As I’ve discussed time and time again, dealing with dates & times is hard, especially when you have to account for different times. The problem is made even more difficult when daylight savings time needs to be accounted for correctly.
Starting with .NET 1.0, Microsoft gave us some basic classes for dealing with these problems. The DateTime class allowed us to represent a specific point in time (though without explicit tracking for what time zone that point was represented in) and the TimeZone class, which gave access to information about the user’s current time zone (the time zone active on the computer), but not about time zones in general.

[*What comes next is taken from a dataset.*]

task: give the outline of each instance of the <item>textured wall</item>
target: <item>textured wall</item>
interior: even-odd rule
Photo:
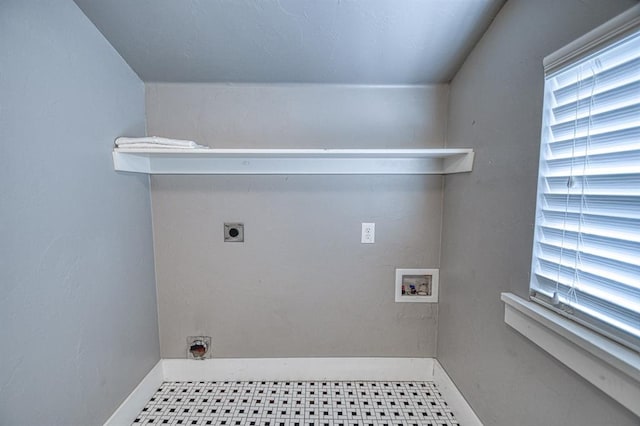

The TimeZone class did not allow you translate between arbitrary time zones, primarily because Microsoft did not want to take responsibility for keeping and updating a formal record for all time zones and the rules for conversion between them (remember, time zones and their policies on daylight savings time are determined by politics, not mathematical rules). Microsoft did release a best practices guide discussing the best ways to handle storage and computations when working with dates and times. I will leave a discussion of these best practices for a future post.
Starting with .NET 3.5, Microsoft has significantly improved the .NET representations of dates and times. They have introduced the DateTimeOffset and TimeZoneInfo. The DateTimeOffset class allows you to record the current offset in which the date & time is recorded (though not the actual time zone, which would determine daylight savings time observation). The TimeZoneInfo class allows conversion between arbitrary time zones, meaning Microsoft has finally taken responsibility for tracking information for time zones. They also provide a facility to define your own time zones, with appropriate rules for daylight savings time observation.
Dan Rigsby has a two part series where he looks primarily at the mechanical use of these classes. Part one discusses the use of the DateTimeOffset class and part two discusses the use of the TimeZoneInfo class.
In the future, I plan to discuss the use of these classes further, and look more closely at the potential problems that developers can run into even with these more advanced representations.